2. Lorsqu'un requérant fonde son action sur la procédure de protection particulière instituée par l'article L. 521-2 du code de justice administrative, il lui appartient de justifier de circonstances caractérisant une situation d'urgence qui implique, sous réserve que les autres conditions posées par l'article L. 521-2 soient remplies, qu'une mesure visant à sauvegarder une liberté fondamentale doive être prise dans les quarante-huit heures.

3. Aux termes de l'article R. 432-1 du code de l'entrée et du séjour des étrangers et du droit d'asile : " Le silence gardé par l'autorité administrative sur les demandes de titres de séjour vaut décision implicite de rejet. ". Aux termes de l'article R 432-2 du même code : " La décision implicite de rejet mentionnée à l'article R. 432-1 naît au terme d'un délai de quatre mois. / Par dérogation au premier alinéa, ce délai est de quatre-vingt-dix jours lorsque l'étranger sollicite la délivrance d'un titre de séjour mentionné aux articles R. 422-5 ". L'article R. 422-5 vise la carte de séjour portant la mention " étudiant ".

4. Il résulte de l'instruction que Mme A, ressortissant ivoirienne, a sollicité le renouvellement de son titre de séjour étudiant expirant le 18 juin 2024, demande dont il a été accusé réception le 20 mars 2024. En application des dispositions citées au point précédent, le silence gardé par les services préfectoraux sur cette demande pendant plus de quatre-vingt-dix jours a fait naître une décision implicite de rejet le 21 juin 2024. Or si Mme A fait valoir que l'urgence à prendre les mesures sollicitées résulte de ce que son inscription universitaire et le dépôt de sa demande de bourse requièrent de joindre un titre de séjour aux dossiers qui doivent être déposés début octobre, elle n'a présenté la requête en référé que le 5 octobre 2024. Par suite, Mme A s'est elle-même placée dans une situation d'urgence et ne peut, dans ces conditions, être regardée comme justifiant d'une situation d'urgence particulière, au sens et pour l'application de l'article L. 521-2 du code de justice administrative, qui impliquerait qu'une mesure visant à sauvegarder les libertés fondamentales dont elle se prévaut soit prise dans le très bref délai de 48h prévu à cet article. Il y a lieu de rejeter sa requête en toutes ses conclusions par l'application des dispositions de l'article L. 522-3 du code de justice administrative.
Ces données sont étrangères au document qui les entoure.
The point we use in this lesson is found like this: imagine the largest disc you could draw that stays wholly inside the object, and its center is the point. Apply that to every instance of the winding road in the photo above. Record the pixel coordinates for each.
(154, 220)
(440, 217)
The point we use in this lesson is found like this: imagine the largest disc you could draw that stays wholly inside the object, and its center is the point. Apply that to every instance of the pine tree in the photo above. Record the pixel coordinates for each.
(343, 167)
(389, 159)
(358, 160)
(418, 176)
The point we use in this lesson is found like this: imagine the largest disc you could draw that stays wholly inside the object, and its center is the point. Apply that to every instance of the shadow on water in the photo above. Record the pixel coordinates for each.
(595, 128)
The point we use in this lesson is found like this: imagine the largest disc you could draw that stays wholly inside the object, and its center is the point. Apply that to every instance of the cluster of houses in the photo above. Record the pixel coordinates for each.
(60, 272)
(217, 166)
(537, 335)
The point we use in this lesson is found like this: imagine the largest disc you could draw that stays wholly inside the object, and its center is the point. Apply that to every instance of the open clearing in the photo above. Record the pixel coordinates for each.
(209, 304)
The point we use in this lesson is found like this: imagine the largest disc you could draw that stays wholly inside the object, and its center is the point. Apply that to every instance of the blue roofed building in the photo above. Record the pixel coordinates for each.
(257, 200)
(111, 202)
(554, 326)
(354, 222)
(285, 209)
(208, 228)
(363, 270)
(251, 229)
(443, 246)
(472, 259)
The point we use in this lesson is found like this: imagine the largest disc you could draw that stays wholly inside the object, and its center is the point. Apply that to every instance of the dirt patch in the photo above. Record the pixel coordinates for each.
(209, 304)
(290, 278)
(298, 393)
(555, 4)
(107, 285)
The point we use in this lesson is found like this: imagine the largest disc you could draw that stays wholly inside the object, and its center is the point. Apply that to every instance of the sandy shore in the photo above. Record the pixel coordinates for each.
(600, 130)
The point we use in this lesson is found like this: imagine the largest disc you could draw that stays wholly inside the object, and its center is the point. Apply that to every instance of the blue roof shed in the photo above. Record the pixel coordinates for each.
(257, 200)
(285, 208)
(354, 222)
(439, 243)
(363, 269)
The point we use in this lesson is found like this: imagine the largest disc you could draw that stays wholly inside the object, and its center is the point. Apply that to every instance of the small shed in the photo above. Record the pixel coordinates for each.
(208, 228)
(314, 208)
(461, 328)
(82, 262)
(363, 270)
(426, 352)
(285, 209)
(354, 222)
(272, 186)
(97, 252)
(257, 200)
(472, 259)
5. Aux termes de l'article 20 de la loi du 10 juillet 1991 : " Dans les cas d'urgence, () l'admission provisoire à l'aide juridictionnelle peut être prononcée () par la juridiction compétente ou son président. () ". Dès lors qu'il n'est pas justifié d'une situation d'urgence, il n'y a pas lieu de prononcer l'admission de Mme A au bénéfice de l'aide juridictionnelle provisoire.

ORDONNE :

Article 1er : Mme A n'est pas admise, à titre provisoire, au bénéfice de l'aide juridictionnelle.

Article 2 : La requête de Mme A est rejetée.

Article 3 : La présente ordonnance sera notifiée à Mme B A.

Fait à Versailles, le 8 octobre 2024.

La juge des référés,

signé

C. Rollet-Perraud

La République mande et ordonne au ministre de l'intérieur en ce qui la concerne et à tous commissaires de justice à ce requis en ce qui concerne les voies de droit commun, contre les parties privées, de pourvoir à l'exécution de la présente décision.